A vine building algorithm uses comparatively little RAM, but is highly computational. Most 4-step models will spend a majority of their computation time in vine building. Therefore, it is very important to use excellent programming techniques when coding vine building algorithms.


The figure below shows the distances for the example network. For simplicity the distances have been set to be the same in both directions of a link; this is not a requirement of the algorithm. The units of distance are minutes. There is one left turn penalty of 3 minutes at node N3.

Figure 2. Distances and turn penalty for the simple network

Step 0. Link-end E0b is permanently labeled as (0, blank).

Iteration 1:

Step 1. Apply temporary labels to the neighbor link-ends, E1b, E4b, and E5b. Since there are no turn penalties at the origin, by definition, the hop value is 0 and the jump value is the link distance in each case.
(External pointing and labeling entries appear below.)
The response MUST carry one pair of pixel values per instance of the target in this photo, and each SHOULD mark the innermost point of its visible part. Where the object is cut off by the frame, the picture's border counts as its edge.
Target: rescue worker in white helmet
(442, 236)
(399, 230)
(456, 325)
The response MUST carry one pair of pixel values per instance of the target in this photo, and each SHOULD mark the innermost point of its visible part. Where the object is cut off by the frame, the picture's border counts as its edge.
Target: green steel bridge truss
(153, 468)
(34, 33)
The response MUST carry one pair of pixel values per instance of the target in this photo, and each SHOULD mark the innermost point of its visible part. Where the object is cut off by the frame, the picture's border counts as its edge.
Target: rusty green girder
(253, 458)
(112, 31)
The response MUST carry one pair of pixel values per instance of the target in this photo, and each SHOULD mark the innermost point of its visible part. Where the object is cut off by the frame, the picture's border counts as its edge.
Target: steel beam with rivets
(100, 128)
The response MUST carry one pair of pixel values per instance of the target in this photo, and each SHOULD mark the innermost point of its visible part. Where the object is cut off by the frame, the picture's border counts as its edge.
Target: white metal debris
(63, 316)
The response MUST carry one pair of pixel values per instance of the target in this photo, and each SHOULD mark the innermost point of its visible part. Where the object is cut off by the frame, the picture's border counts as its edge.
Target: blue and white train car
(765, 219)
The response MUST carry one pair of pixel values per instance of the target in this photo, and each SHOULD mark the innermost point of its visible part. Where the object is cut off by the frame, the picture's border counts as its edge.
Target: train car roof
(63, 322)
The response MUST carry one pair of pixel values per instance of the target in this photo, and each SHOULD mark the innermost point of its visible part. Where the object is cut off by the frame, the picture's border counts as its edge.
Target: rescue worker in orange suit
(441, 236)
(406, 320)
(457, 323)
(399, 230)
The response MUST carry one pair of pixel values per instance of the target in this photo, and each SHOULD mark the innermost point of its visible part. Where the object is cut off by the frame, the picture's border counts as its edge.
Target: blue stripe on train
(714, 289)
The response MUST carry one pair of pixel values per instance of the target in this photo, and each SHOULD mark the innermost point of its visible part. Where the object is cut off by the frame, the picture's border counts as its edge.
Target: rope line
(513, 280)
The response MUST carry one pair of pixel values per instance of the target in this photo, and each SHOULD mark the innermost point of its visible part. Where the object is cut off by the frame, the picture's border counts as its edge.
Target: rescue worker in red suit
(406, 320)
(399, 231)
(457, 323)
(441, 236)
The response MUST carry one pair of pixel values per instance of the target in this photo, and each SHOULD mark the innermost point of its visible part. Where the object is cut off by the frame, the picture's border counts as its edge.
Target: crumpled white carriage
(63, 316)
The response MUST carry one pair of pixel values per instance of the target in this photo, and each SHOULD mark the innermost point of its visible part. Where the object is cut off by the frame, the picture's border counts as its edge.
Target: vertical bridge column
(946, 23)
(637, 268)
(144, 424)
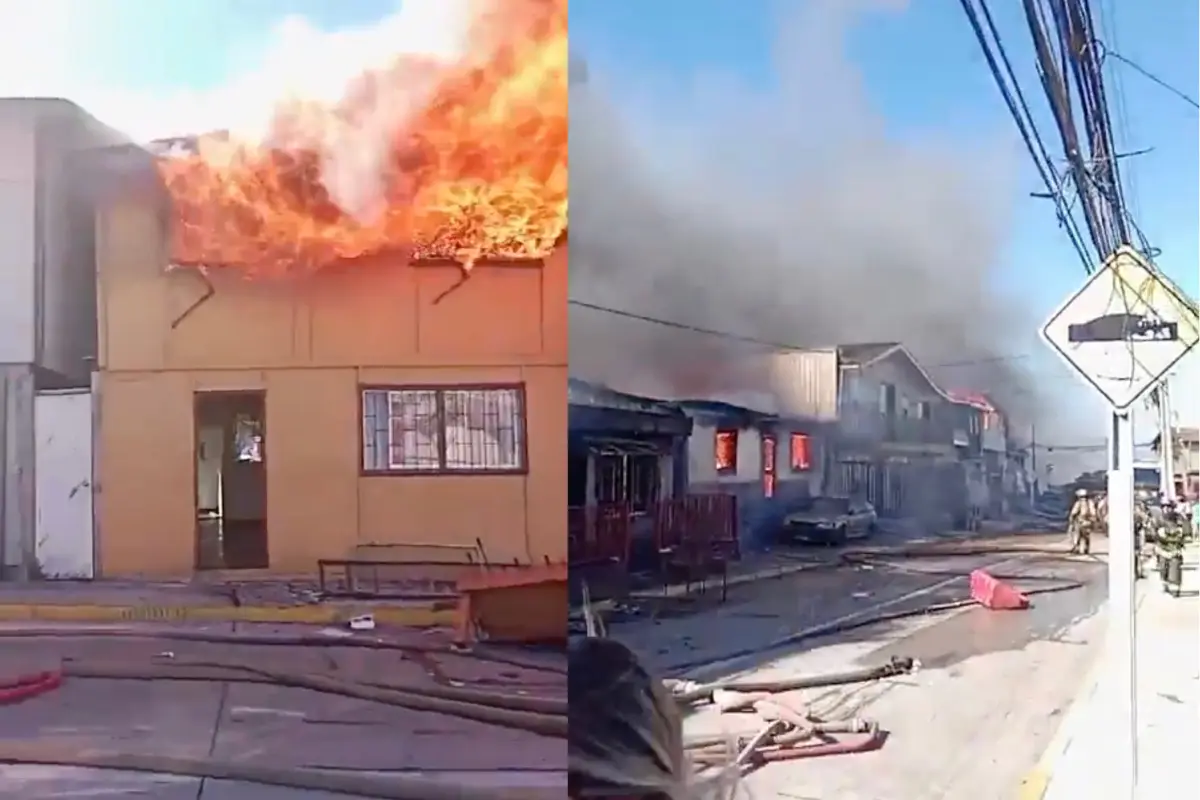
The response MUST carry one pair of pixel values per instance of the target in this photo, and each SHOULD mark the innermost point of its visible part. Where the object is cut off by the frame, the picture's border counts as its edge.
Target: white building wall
(47, 235)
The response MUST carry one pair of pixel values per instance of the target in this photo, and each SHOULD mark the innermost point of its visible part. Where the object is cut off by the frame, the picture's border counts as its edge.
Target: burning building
(288, 374)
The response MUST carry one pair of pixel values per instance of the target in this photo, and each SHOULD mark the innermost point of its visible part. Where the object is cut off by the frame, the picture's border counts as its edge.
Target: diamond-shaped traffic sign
(1125, 329)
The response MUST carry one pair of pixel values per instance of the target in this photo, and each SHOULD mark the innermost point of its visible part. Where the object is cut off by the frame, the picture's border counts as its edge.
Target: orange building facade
(264, 425)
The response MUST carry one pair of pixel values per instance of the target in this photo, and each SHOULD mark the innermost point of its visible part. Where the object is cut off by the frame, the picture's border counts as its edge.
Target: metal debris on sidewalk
(789, 732)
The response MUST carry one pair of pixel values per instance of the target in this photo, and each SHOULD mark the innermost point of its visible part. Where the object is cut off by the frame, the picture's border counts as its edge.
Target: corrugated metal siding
(18, 299)
(17, 485)
(805, 384)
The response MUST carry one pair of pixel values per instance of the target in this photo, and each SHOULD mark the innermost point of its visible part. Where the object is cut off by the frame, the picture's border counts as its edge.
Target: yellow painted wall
(310, 344)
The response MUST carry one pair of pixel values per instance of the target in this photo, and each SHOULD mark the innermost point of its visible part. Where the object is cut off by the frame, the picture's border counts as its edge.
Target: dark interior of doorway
(231, 481)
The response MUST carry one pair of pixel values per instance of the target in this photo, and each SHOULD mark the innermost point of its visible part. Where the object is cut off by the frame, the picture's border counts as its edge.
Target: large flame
(462, 160)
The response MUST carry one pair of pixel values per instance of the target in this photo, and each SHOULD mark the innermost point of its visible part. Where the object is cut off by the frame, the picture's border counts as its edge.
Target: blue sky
(159, 68)
(924, 72)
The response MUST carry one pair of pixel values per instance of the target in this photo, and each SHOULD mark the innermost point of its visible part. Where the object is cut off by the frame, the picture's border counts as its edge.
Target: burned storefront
(282, 382)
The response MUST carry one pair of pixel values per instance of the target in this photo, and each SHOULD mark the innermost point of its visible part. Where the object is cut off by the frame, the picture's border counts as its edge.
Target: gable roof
(861, 355)
(975, 400)
(864, 355)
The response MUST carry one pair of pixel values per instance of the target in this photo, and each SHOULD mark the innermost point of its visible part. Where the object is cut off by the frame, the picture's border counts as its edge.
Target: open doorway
(231, 481)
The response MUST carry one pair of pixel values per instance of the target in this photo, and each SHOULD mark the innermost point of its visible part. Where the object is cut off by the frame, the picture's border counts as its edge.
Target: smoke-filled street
(973, 719)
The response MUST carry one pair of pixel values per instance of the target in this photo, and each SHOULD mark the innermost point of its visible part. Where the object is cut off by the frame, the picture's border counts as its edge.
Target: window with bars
(459, 429)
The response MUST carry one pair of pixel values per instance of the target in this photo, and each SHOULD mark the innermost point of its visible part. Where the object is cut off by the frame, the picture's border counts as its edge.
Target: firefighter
(1084, 517)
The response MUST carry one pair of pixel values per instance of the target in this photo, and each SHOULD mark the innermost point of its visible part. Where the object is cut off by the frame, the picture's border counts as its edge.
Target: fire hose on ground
(286, 641)
(869, 619)
(549, 719)
(545, 716)
(297, 777)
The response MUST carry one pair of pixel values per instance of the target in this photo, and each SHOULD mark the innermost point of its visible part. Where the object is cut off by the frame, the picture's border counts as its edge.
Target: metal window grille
(435, 429)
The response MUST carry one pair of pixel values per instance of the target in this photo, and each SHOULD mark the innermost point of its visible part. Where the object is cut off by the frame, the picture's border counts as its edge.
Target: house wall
(310, 344)
(904, 464)
(48, 282)
(864, 427)
(994, 437)
(759, 516)
(18, 227)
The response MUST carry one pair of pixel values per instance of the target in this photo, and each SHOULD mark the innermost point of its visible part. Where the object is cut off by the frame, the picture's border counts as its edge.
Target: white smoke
(792, 215)
(297, 61)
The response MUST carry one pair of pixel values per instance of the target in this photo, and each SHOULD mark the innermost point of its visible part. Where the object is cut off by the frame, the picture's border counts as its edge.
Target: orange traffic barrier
(23, 687)
(991, 593)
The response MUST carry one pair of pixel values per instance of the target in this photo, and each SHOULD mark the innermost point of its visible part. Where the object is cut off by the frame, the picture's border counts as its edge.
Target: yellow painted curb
(1036, 783)
(408, 617)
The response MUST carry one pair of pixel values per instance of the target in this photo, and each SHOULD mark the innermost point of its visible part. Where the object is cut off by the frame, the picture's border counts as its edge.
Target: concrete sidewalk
(1168, 708)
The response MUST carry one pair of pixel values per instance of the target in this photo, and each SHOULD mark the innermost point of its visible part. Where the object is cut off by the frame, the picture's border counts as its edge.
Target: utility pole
(1167, 441)
(1033, 464)
(1122, 601)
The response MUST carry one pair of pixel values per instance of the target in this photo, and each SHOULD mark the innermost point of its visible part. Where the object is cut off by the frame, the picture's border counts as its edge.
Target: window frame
(768, 445)
(522, 429)
(732, 468)
(791, 452)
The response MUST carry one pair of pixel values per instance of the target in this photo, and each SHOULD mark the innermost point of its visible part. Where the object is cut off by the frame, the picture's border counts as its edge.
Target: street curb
(1037, 782)
(677, 590)
(406, 617)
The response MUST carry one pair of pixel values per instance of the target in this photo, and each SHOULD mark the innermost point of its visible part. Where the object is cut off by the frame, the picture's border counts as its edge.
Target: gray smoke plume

So the new temporary labels are:

E1b – (10, E0b)

E4b – (7, E0b)

E5b – (11, E0b)

Step 2. E4b is closest to the origin of all temporary labels, so make it permanent. Not finished, so continue.

Iteration 2:

Step 1. Add or update all temporary labels for neighboring link-ends to E4b. These neighbors are E5a, E8b, E6b, and E7a. E5a involves a U-turn. E7a involves the penalized turn and its distance is the sum of 7 (from E4b) and 3 (from the left turn) and 5 (from link L7). So the newest temporary labels are:

E5a – (14, E4b)

E6b – (15, E4b)

E7a – (15, E4b)

E8b – (13, E4b)

Step 2. E1b is closest to the origin of all temporary labels, so make it permanent. Not finished, so continue.

Subsequent iterations:

The algorithm continues until all link-ends have been permanently labeled.


  1. R. F. Kirby, R. B. Potts, “The minimum route problem for networks with turn penalties and prohibitions,” Transportation Research 3, 397-408 (1969).